Nel Cortile dei Leoni c’è l’elemento inedito di tutto il suo lavoro. Brian Eno spiega che nel cortile ha sperimentato una cosa nuova. La musica in sottofondo, che lui chiama Long Song, non è solo musica ambient ma è anche voce. E quella voce appartiene alla sua figlia più piccola. “È la prima volta che offro questo tipo di esperienza”, lui dice. Due parole: magico e intenso.


La sua essenza artistica risiede ancor di più nell’installazione realizzata a Castel Beseno. È un’opera audiovisiva, proiettata sulle Mura Est del Castello.
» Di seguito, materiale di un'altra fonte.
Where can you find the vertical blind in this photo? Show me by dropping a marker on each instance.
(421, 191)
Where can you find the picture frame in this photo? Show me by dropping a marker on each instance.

La si definisce pittura di luce che è un adattamento specifico dell’opera più popolare di Eno, intitolata 77 Milion Paintings for Beseno.

"Concepito come musica visuale, nasce dalla costante ricerca di Brian Eno sulla luce come mezzo artistico e dal suo desiderio di esplorare le nuove possibilità estetiche offerte dalla tecnologia: sovrapponendo in ordine casuale i layer di 400 dipinti realizzati dallo stesso Eno, un software genera 77 milioni di combinazioni senza mai ripetersi. Sincronizzato con l’opera visiva in movimento, prende vita un tappeto sonoro unico e irripetibile, tale che nessun suono è udibile una seconda volta."


Il luogo è suggestivo. Il verde di un tipico prato inglese, l’attesa scandita dalle gocce d’acqua che cadono come se appartenessero all’installazione.


Poi, ci sono le persone. Turisti finiti lì per caso, alcuni ignari su chi sia Brian Eno ma catturati da quella atmosfera sonora unica; come il ragazzo adolescente, un po' distratto e sognatore, che iniziando a muovere i primi passi con la sua band appena nata, si ritrova improvvisamente in una realtà extraterrestre.


O il collezionista di autografi da Bolzano che con i suoi occhi pretenziosi non dà tregua all’artista o l’insegnante di lingua inglese di Foggia che, tra una mia ripresa e l’altra, tiene molto a sottolineare come qualsiasi lingua rappresenti l’identità di un popolo.


In fin dei conti, lo sa molto bene anche Brian Eno che ha confidenza con le lingue e con il linguaggio in particolare. Soprattutto quello sonoro che ha il carattere distintivo dell’inclusività e la presenza di un pubblico variegato lo dimostra. Fa parte del dipinto.


Il viaggio in treno del musicista tra le montagne del Trentino diviene ispirazione per quell’esperienza sensoriale che ci coinvolge tutti.


Non esclude nemmeno le stonature. Le trasforma, le include e genera nuove composizioni che suscitano sentimenti. Forse, il suo sentirsi più europeo che inglese deriva dal suo istinto di unire tutti e tutto in un unico habitat. Il Trentino, terra di Alcide De Gasperi non poteva che essere il terreno migliore per sperimentare questa nuova esperienza. Con un sorprendente ritorno alla voce (ndr. che ritroveremo nel suo prossimo album, in uscita ad ottobre) che ricostruisce un autentico sodalizio con la musica ambient. Una voce che rompe le regole e racconta uno spazio.


E sotto il cielo stellato, con lo sguardo rivolto alle mura del Castel Beseno, chiudo gli occhi e mi lascio trasportare nel suo inedito habitat, dove i musicisti compongono seguendo l’armonia dei corpi celesti.